Re: Language detection in TextCat
Matt Kettler wrote: Marc Perkel wrote: I'm wondering if the language detection in TextCat can be improved. Here's the situation. It appears that TextCat was designed to be inclusive. You list the languages you want and it returns many possibilities so as not to trigger unwanted falsely. What I'm doing is extracting the language list for Exim where I hope to offer a language reject list. The problem is that when you are rejecting languages you want a smaller list that when you are including languages to avoid false positives. I'd rather have a single (non-english) result. I'm wondering if there's a way to add some more options to alter the behavior of the plugin so it is more optimized towards the idea of rejecting languages? The language detection would have to be radically redesigned to have enough accuracy support this. Currently TextCat is a *very* crude match, and will often will return multiple languages for plain English text. Textcat is not designed to decide what language the email is, but to find a set of languages it *might* be. It is very prone to declaring extra languages that are not really present due to it's design. This is useful in the "if it can't be my language, then it's garbage" sense, but not so useful in a "reject if it could be this language I don't like". You'd really want "reject if it *IS* this language I don't like", but textcat doesn't tell you what language an email is, only a set of what it might be. Any chance someone might be interested in a radical redesign? I think language exclusion would be an extremely effective spam deterrent as email in a language you don't speak is definitely spam. Doesn't Linux come with spelling dictionaries of words for a lot of languages that are somehow hashed for speed for spell checking lookups? Except for very short messages I would think that if you spell checked the message in several languages and found that 80% was spelled correctly that you have a match. You wouldn't have to check every language, just start with some common ones and if you don't match them go to less common ones. Would something like this be doable?
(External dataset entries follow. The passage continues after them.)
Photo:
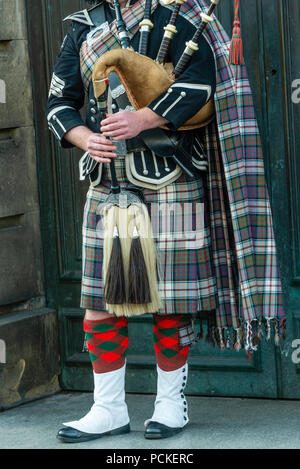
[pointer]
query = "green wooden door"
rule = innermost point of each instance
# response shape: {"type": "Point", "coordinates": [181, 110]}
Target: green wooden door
{"type": "Point", "coordinates": [269, 32]}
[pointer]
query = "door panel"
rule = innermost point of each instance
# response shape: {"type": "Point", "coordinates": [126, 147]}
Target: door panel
{"type": "Point", "coordinates": [268, 35]}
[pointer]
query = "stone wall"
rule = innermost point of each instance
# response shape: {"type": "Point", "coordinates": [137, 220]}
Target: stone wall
{"type": "Point", "coordinates": [22, 289]}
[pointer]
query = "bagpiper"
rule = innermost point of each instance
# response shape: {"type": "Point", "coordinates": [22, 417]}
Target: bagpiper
{"type": "Point", "coordinates": [186, 145]}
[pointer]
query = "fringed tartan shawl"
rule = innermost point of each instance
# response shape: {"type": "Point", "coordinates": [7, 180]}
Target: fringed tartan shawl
{"type": "Point", "coordinates": [244, 250]}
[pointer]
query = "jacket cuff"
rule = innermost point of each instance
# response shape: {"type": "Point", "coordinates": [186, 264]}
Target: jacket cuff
{"type": "Point", "coordinates": [61, 120]}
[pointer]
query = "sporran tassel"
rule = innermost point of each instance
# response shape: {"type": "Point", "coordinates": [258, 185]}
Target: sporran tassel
{"type": "Point", "coordinates": [139, 288]}
{"type": "Point", "coordinates": [114, 287]}
{"type": "Point", "coordinates": [236, 46]}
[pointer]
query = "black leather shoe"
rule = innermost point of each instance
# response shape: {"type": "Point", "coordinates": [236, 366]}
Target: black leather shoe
{"type": "Point", "coordinates": [71, 435]}
{"type": "Point", "coordinates": [155, 430]}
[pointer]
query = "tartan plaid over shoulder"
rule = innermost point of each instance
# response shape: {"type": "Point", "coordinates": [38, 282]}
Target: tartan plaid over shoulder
{"type": "Point", "coordinates": [244, 249]}
{"type": "Point", "coordinates": [241, 221]}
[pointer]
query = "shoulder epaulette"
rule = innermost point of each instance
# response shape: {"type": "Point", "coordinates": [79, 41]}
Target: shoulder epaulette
{"type": "Point", "coordinates": [80, 17]}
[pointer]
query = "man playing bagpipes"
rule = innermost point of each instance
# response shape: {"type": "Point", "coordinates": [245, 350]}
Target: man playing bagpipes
{"type": "Point", "coordinates": [166, 144]}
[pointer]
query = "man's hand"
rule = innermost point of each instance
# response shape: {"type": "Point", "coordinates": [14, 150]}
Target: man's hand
{"type": "Point", "coordinates": [100, 148]}
{"type": "Point", "coordinates": [126, 124]}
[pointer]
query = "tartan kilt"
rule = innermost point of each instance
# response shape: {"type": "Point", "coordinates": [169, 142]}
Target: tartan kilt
{"type": "Point", "coordinates": [181, 232]}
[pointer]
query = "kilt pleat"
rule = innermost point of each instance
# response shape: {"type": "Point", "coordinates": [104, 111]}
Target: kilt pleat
{"type": "Point", "coordinates": [180, 224]}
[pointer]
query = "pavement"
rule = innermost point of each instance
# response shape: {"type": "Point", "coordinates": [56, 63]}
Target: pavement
{"type": "Point", "coordinates": [215, 423]}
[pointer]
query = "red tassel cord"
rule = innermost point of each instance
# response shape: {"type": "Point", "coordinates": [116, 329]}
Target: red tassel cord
{"type": "Point", "coordinates": [236, 46]}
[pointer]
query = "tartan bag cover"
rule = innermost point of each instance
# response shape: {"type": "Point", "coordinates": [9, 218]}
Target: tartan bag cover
{"type": "Point", "coordinates": [244, 249]}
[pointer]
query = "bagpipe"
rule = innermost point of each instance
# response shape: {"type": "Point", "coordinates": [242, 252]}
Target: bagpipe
{"type": "Point", "coordinates": [154, 77]}
{"type": "Point", "coordinates": [130, 263]}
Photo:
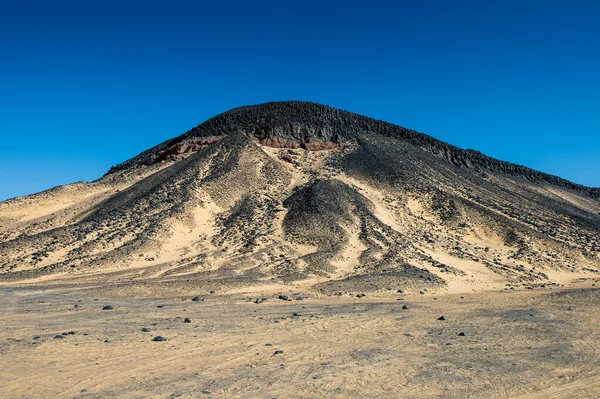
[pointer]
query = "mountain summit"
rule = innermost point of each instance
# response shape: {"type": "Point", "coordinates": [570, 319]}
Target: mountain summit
{"type": "Point", "coordinates": [305, 194]}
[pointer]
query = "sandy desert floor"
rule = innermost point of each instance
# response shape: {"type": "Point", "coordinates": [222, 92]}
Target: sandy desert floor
{"type": "Point", "coordinates": [59, 343]}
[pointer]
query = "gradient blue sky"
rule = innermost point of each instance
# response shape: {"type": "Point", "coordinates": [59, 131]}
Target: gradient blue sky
{"type": "Point", "coordinates": [87, 84]}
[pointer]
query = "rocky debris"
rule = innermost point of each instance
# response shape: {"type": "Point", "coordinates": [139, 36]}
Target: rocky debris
{"type": "Point", "coordinates": [178, 150]}
{"type": "Point", "coordinates": [317, 127]}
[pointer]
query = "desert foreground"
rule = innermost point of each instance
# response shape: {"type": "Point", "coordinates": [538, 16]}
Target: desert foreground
{"type": "Point", "coordinates": [61, 342]}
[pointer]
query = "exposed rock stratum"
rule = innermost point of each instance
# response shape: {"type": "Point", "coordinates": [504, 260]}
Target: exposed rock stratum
{"type": "Point", "coordinates": [301, 193]}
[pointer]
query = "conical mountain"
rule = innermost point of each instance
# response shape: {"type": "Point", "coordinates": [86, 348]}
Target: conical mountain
{"type": "Point", "coordinates": [303, 193]}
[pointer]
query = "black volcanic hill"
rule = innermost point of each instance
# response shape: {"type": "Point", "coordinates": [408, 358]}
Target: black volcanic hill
{"type": "Point", "coordinates": [305, 121]}
{"type": "Point", "coordinates": [301, 192]}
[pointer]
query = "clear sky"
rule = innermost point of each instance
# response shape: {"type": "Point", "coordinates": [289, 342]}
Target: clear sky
{"type": "Point", "coordinates": [87, 84]}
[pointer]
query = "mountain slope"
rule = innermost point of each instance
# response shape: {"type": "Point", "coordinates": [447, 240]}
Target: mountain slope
{"type": "Point", "coordinates": [304, 193]}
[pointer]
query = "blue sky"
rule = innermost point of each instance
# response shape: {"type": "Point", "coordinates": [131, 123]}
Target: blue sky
{"type": "Point", "coordinates": [87, 84]}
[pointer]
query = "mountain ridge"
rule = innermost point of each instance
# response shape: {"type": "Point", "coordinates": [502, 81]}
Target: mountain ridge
{"type": "Point", "coordinates": [301, 122]}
Re: Language detection in TextCat
On 7-Dec-2009, at 09:55, Marc Perkel wrote: Any chance someone might be interested in a radical redesign? I think language exclusion would be an extremely effective spam deterrent as email in a language you don't speak is definitely spam. Erm… not necessarily. As a general rule, this might be good for adding weight but I have gotten non-spam emails in a variety of languages I don't speak (Japanese, Italian, French, and Thai at least). Some are because, for example, I have a random signature that is in Japanese. The Thai was because I asked a question on a mailing list about Thai subtitles and the reader misunderstood and thought I was looking for Thai subtitles. As a spam marker, non-english would be useful for me, but not perfect1. For my mailserver I know for certain there are virtual accounts (so single UID) that communicate in French, Spanish, Arabic, Farsi, Japanese, and Korean at least. There's also a couple of African languages I don't know the names of. 1 Just like the vast majority of rules; there is no one single perfect rule with a 0% ham hit, not even BAYES_99, which might be why it's BAYES_99 and not BAYES_100. -- Say, give it up, give it up, television's taking its toll That's enough, that's enough, gimme the remote control I've been nice, I've been good, please don't do this to me Turn it off, turn it off, I don't want to have to see
Re: Language detection in TextCat
On Mon, 2009-12-07 at 08:55 -0800, Marc Perkel wrote: Except for very short messages I would think that if you spell checked the message in several languages and found that 80% was spelled correctly that you have a match. You wouldn't have to check every language, just start with some common ones and if you don't match them go to less common ones. It might work better if you inverted the test: if the textual content appears to be badly misspelled in all the languages you accept then its spam. This should be fairly easy to do: configure SA with the language(s) you will accept and the ratio of misspellings to total words that you'll accept as meaning 'unwanted language' after numbers and HTML tags have been excluded from the check. Apply the test to the whole body of a non-MIME message or to all MIME parts with type=text/*. Martin
Re: Language detection in TextCat
Please, could you configure your MUA to quote, instead of colouring? HTML mail sucks. On 07.12.09 08:55, Marc Perkel wrote: Any chance someone might be interested in a radical redesign? I think language exclusion would be an extremely effective spam deterrent as email in a language you don't speak is definitely spam. How does this differ from the current status - user configures a few WANTED languages, and all others are hittint UNWANTED_LANGUAGE? Doesn't Linux come with spelling dictionaries of words for a lot of languages that are somehow hashed for speed for spell checking lookups? Except for very short messages I would think that if you spell checked the message in several languages and found that 80% was spelled correctly that you have a match. You wouldn't have to check every language, just start with some common ones and if you don't match them go to less common ones. Would something like this be doable? that would be doable, but very slow and not very error-prone. There are many words people often use and that are not in dictionaries and vice versa - word misspelled in one language can be OK in other one. -- Matus UHLAR - fantomas, uh...@fantomas.sk ; http://www.fantomas.sk/ Warning: I wish NOT to receive e-mail advertising to this address. Varovanie: na tuto adresu chcem NEDOSTAVAT akukolvek reklamnu postu. Chernobyl was an Windows 95 beta test site.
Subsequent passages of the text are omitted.